I believe that an investor’s greatest chance to succeed in investing is through buying and holding index funds.
An index is a group of securities (stocks or bonds), which combined, represent a defined market. For example, the S&P 500 is a group of stocks that represent the 500 largest public companies in the U.S.
An index investor owns stocks AND bonds to match their predetermined risk tolerance. A general rule for retirement saving is that an index investor holds their current age in bonds and the rest in stocks.
An investor should plan to buy and hold each index. There is no need to enter in and out of the market because the investor has faith in the long term returns of the indexes they hold.
An index investor understands what they can and can’t control. By concentrating on variables that can be controlled, rather than what can’t be controlled (i.e., short-term returns), index investors increase their chance of success.
Variables that an index investor can control include:
- Asset Allocation – Owning a mixture of stocks vs. bonds.

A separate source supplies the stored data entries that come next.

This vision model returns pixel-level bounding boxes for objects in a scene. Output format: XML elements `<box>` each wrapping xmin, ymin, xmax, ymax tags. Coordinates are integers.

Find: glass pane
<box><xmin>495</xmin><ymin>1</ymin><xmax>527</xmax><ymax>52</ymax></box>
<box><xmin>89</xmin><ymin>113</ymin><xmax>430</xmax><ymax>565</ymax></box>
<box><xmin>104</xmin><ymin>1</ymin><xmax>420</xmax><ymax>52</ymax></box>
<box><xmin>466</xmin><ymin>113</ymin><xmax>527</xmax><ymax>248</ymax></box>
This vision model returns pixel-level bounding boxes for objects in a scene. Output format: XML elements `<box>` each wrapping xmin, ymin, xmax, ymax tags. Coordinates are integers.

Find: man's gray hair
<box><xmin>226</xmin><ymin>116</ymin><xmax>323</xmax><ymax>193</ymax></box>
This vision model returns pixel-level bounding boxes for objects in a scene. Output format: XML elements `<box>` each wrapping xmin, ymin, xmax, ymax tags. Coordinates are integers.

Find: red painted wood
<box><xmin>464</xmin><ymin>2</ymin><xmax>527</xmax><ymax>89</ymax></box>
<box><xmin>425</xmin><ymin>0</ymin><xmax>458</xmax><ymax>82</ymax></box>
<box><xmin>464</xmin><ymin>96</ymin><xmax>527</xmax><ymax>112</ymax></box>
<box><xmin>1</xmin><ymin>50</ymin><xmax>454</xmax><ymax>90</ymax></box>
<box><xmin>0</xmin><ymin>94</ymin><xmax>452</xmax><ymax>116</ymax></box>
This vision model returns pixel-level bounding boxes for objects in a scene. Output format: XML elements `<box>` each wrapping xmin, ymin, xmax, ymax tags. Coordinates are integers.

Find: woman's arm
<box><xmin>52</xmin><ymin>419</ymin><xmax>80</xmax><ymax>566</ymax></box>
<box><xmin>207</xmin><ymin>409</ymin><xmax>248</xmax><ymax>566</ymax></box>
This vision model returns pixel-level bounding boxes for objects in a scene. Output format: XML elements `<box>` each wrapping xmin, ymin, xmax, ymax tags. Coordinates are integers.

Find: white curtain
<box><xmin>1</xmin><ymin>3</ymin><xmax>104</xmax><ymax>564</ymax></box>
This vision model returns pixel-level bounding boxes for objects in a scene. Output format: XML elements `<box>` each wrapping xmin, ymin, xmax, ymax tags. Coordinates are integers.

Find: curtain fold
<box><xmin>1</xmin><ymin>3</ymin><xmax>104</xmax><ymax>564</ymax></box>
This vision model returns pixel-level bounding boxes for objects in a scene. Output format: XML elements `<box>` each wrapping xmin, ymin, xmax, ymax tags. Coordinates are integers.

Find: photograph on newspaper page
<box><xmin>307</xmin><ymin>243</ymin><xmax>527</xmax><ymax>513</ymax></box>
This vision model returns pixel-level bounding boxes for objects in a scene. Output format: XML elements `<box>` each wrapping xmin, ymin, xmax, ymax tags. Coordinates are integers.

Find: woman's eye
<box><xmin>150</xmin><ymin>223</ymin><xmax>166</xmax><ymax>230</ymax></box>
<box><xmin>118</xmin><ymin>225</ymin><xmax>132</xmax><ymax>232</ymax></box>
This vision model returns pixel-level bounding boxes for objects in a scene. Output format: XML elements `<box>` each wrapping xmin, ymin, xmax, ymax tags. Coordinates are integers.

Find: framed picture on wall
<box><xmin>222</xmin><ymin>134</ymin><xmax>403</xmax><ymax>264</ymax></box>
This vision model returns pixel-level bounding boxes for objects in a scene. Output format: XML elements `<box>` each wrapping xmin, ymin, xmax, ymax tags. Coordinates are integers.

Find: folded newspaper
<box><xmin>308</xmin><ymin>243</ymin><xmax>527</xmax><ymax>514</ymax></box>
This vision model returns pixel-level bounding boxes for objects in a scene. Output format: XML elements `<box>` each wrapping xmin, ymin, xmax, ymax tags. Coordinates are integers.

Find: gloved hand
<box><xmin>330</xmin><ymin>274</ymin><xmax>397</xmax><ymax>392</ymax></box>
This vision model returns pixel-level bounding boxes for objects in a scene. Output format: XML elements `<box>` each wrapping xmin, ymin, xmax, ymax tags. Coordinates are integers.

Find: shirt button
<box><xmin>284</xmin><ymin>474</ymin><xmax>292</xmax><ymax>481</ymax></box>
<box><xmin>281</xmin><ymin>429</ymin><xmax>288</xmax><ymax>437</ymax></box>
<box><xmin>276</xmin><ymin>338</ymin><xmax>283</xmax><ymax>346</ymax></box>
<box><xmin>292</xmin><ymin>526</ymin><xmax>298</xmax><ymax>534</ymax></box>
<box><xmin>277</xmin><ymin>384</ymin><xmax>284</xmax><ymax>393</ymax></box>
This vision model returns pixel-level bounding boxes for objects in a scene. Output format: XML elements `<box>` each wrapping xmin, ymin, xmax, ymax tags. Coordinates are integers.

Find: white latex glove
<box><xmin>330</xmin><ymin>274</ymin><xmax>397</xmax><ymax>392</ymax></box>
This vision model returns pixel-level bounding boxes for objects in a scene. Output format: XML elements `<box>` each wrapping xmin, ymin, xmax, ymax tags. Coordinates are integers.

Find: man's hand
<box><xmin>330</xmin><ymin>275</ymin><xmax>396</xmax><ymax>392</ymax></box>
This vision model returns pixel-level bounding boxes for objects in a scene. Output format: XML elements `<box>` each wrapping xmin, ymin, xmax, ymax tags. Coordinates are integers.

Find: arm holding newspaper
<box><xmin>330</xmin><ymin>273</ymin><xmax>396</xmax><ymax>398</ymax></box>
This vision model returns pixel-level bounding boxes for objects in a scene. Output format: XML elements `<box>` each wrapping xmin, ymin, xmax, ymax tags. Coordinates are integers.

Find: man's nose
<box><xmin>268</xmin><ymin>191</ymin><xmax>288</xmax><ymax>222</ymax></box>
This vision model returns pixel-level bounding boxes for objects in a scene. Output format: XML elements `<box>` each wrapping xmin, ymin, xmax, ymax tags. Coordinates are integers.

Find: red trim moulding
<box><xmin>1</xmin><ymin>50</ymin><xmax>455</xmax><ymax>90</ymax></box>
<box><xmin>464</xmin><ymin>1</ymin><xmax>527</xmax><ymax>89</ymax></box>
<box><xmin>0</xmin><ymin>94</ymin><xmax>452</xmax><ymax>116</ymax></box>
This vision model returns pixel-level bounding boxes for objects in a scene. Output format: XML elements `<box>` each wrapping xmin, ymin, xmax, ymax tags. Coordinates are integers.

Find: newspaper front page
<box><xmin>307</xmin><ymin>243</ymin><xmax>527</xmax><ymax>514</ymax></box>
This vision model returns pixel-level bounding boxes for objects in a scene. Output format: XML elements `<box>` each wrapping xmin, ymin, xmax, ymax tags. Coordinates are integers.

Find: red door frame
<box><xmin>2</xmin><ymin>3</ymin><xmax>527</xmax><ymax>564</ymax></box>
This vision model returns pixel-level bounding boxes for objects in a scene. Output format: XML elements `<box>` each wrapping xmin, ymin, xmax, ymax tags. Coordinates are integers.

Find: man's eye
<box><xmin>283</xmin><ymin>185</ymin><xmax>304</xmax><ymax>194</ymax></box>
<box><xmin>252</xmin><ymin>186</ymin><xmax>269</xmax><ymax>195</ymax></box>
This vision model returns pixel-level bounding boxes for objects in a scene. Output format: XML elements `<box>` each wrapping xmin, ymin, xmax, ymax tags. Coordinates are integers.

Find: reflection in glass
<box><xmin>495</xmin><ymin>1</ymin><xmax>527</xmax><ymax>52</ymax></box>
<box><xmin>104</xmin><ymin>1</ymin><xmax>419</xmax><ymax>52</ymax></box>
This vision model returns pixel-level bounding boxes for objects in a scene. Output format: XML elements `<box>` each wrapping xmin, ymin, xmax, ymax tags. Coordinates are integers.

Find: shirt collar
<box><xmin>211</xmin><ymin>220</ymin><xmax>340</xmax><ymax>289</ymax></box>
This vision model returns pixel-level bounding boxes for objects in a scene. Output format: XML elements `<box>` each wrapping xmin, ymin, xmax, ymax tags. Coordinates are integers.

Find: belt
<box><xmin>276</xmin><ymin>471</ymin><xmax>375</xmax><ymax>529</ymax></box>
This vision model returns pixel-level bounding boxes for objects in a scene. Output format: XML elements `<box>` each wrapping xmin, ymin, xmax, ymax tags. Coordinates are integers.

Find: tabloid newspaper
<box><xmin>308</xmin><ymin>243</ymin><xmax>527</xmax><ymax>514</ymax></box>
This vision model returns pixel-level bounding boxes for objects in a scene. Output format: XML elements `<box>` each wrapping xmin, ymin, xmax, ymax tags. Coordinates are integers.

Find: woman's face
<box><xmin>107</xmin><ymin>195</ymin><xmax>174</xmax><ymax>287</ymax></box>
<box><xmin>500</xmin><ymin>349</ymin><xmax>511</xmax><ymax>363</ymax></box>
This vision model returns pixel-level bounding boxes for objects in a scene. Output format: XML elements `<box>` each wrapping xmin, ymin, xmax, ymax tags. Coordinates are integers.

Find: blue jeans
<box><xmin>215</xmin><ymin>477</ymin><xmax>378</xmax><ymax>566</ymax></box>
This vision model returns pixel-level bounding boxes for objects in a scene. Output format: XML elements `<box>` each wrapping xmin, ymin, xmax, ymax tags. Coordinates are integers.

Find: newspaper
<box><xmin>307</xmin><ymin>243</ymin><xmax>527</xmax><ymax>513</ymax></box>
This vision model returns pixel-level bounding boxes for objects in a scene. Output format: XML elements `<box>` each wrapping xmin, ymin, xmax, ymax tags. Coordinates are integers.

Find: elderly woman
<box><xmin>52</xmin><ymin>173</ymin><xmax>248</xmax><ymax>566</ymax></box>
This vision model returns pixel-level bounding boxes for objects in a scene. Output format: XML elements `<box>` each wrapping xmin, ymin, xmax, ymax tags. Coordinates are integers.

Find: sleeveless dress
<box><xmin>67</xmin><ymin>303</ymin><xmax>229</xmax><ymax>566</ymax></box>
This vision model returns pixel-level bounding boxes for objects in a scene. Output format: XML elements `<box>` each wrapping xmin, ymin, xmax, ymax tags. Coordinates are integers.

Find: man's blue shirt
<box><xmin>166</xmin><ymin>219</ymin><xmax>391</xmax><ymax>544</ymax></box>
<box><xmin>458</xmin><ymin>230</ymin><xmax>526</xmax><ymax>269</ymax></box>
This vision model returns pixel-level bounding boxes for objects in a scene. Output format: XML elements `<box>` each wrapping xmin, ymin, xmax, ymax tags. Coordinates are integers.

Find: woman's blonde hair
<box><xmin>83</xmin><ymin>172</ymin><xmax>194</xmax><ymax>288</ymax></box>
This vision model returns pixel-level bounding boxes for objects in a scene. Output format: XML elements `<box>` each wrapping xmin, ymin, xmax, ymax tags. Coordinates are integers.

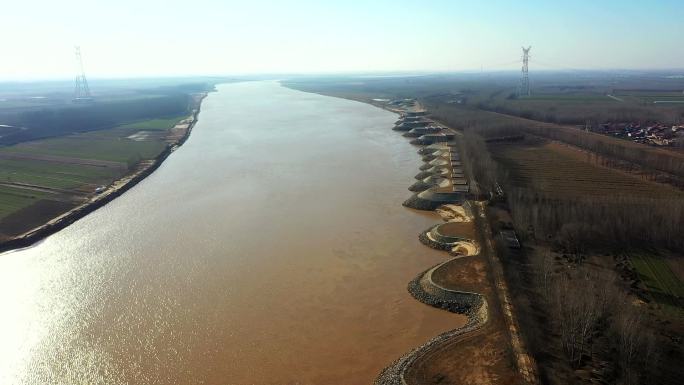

- Diversification - Owning stocks and bonds across different asset classes. For example, domestic and international stocks.
- Taxes - Minimizing taxes by investing in tax advantaged accounts and investing tax efficiently outside of tax advantaged accounts.
- Fees – Minimizing fees through the selection of funds with low expense ratios.
The principles outlined above, give an investor the greatest chance of reaching their goals.